Vecchi miti e nuovi riti sociali e culturali dell’Africa di oggi animano con evidenza teatrale il salone centrale del Museo Pascali a Polignano, grazie a due grandi installazioni. La prima è composta da cave forme nere sospese o abbandonate per terra che alludono a favolose code e pinne di una tenebrosa donna-pesce, rivestite da cascate di capelli femminili: evocazione di una Sirena africana dalla lunga chioma, che nelle ex colonie inglesi è denominata Mami Wata. La seconda propone raggiere di cordicelle su cui sono appese vecchie istantanee di singole persone, famiglie, coppie, che convergono ad un pilastrino su cui è posato l’ingenuo modellino di una nave passeggeri. L’autrice è Virginia Ryan, nota artista di origine australiana che ha l’Italia come seconda patria. Dopo aver vagato e vissuto in diverse parti del mondo, da una ventina d’anni divide residenza e lavoro fra Trevi in Umbria e l’Africa: prima in Ghana ad Accra, ora a Grand - Bassam, storica ex capitale della Costa d’Avorio con affaccio sull’Atlantico. Dalle acque dell’Oceano si può immaginare che sia venuta la Mami Wata: ben diversa dalla Sirena dei miti mediterranei o baltici - non solo per il colore della pelle, ma per le ambigue, anche inquietanti, doti magiche che le sono attribuite. In un piccolo video insabbiato sul pavimento della sala è incarnata da una donna con coda artificiale che intona una struggente nenia del Burkina Faso mentre è distesa sulla battigia. A parete si stende una serie di taglienti icone di sirene che Fréderic Bruly Bouabré -  celebrato artista ivoriano morto quasi centenario nel gennaio scorso - aveva disegnato per l’amica bianca nel 2011, sapendo delle sue ricerche sul mito locale. Da questi spunti e incontri di vita Virginia Ryan ha fatto lievitare con ironia un po’ noir, su leggeri scheletri di ferro, frammenti metonimici di spettrali corpi mutanti con pelli e mantelli di finte ciocche nere. Sono “estensioni” made in Cina per le chiome delle donne, acquistate nel mercato di Abidjan, la nuova capitale della Costa d’Avorio. Ora, nel Museo al cospetto dell’Adriatico le figure della mitologia negra si propongono a loro insaputa come gemelle delle metamorfosi di natura mediterranea create da Pino Pascali giocando con teli da vela, scovoli da Upim, lana d’acciaio, rafia, peli sintetici, o sbucando da un sacco sul litorale tirrenico.
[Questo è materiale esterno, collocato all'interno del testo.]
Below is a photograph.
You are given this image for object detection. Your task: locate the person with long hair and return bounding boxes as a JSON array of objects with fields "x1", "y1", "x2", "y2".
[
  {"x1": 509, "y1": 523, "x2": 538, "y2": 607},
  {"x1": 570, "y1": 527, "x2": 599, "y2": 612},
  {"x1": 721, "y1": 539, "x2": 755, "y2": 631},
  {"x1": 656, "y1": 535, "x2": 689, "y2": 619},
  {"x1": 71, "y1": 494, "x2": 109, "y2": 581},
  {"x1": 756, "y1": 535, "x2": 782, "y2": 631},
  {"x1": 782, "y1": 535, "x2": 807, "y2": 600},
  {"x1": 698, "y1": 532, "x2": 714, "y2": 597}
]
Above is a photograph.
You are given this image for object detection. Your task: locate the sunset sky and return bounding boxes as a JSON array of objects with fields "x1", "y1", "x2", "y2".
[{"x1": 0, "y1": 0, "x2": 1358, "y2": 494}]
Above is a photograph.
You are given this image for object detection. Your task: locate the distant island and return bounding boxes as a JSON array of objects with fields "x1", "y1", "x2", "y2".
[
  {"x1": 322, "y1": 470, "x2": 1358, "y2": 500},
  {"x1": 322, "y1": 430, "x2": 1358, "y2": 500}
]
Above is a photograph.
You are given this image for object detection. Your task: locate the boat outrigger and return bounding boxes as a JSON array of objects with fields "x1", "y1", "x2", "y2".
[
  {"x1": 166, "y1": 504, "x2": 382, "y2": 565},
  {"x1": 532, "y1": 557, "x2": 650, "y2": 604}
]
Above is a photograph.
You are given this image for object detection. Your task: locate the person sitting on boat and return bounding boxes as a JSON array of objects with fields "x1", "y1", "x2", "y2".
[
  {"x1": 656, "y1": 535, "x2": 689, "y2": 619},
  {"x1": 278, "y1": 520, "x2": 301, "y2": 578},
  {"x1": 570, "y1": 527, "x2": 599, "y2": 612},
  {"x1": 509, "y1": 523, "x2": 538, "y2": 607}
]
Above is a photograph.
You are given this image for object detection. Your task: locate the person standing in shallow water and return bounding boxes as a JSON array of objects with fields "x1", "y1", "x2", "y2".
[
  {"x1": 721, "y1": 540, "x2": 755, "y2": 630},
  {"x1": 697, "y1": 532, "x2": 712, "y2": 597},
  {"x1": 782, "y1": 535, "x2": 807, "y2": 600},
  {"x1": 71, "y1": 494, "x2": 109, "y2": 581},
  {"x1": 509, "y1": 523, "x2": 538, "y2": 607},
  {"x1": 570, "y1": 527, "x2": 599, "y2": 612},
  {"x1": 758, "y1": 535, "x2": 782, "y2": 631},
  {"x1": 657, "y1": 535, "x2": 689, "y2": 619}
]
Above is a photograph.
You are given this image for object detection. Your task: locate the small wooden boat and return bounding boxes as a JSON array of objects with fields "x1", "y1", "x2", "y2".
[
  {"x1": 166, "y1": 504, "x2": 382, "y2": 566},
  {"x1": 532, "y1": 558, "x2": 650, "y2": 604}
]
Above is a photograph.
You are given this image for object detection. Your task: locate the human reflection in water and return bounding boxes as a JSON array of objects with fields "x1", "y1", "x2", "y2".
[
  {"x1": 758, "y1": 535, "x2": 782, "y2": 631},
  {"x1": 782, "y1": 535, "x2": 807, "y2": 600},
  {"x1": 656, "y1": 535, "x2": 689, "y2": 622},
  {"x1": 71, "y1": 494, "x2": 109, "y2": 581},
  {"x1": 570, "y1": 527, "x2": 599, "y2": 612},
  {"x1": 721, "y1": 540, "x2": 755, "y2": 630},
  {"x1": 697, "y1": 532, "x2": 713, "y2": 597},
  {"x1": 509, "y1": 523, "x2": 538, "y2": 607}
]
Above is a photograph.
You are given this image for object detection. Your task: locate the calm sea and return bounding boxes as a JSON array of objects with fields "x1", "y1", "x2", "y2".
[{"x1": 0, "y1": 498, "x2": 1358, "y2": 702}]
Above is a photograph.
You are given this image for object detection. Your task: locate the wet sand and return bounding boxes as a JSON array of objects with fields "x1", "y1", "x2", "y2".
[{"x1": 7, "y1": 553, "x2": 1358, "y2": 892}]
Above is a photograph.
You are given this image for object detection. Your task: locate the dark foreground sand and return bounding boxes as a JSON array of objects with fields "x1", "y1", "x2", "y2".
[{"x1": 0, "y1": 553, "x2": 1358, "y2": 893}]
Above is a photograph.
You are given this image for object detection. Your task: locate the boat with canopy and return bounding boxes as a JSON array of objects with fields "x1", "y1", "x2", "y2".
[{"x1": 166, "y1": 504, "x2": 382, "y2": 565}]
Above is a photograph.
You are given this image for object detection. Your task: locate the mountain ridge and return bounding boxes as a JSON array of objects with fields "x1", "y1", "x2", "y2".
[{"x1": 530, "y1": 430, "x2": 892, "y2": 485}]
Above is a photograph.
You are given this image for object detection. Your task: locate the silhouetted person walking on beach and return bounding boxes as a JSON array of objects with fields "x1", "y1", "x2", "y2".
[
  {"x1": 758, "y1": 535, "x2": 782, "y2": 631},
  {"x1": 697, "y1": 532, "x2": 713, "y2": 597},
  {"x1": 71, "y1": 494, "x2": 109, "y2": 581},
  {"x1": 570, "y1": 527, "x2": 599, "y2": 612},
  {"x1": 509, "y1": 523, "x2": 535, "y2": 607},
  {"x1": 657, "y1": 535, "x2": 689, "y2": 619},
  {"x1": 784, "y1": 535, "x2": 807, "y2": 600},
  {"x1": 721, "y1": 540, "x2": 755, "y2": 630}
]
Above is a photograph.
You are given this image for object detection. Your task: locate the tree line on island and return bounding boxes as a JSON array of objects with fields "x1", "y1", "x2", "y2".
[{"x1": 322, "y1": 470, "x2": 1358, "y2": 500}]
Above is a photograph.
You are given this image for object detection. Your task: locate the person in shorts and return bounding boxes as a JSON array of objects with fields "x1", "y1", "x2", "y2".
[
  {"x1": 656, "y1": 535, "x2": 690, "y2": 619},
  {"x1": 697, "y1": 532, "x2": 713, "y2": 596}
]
Suggestioni inevitabili, che hanno sorpreso la stessa Ryan. Ma la sua arte muove da altre narrazioni (Fluid Tales è il titolo della mostra curata da Rosalba Branà e Lia De Venere). Si nutre di cultura visiva di stampo antropologico, diffusa in ambito internazionale dagli anni Novanta. Usa con agile eclettismo procedure di accumulo, trasformazione, messinscena di oggetti trovati e di immagini recuperate per rilevare fenomeni di transizione, nomadismo e trasformazione nel tempo della “deriva dei continenti”. Tende amorevoli fili di salvataggio fra memoria ed oblìo. Sollecita anche il coinvolgimento di gruppi sociali. Un metodo partecipativo evidente nella operazione che la rivelò in Puglia nel 2007 in occasione di Intramoenia ExtraArt, col dispiegamento spettacolare nel castello di Acaja di lenzuoli sui quali un gruppo di donne salentine aveva ricamato parole –chiave scelte da loro stesse.

A simile dimensione mentale rinvia l’installazione con le vecchie fotografie in posa, da lei recuperate in blocco da un fotografo di Grand- Bassam che stava chiudendo bottega, mentre anche in Africa avviene la conversione al digitale e agli smartphone. Le vediamo queste immagini residue, appese con precarie mollette sugli andamenti molli di fili come scie di bastimenti col loro carico umano, rotte migratorie, instabili congiunzioni. Si capisce così che l’Africa di Virginia non è quella di Karen Blixen nutrita di nostalgie postcolonialiste, né quella di Tarzan e Cita sognata nei cinema di Bari dal giovane Pascali. E’ l’Africa delle società urbane che sulle onde di rapidi cambiamenti lascia relitti e reliquie del suo passato, che la Ryan raccoglie e rivitalizza. Come la bambola rotta che trovò un giorno sulla spiaggia di Grand - Bassam mentre si accomiatava dai suoi amici africani. “Ma no - le rispose un amico indicando la bambola sospinta dall’oceano  – vedrai che Mami Wata ti farà tornare”. Così è avvenuto. La bionda e non più nomade artista può ora attingere nuove accensioni di fantasia da una cultura nera che riversa lava d’immaginario profondo nel sistema globalizzato dell’arte.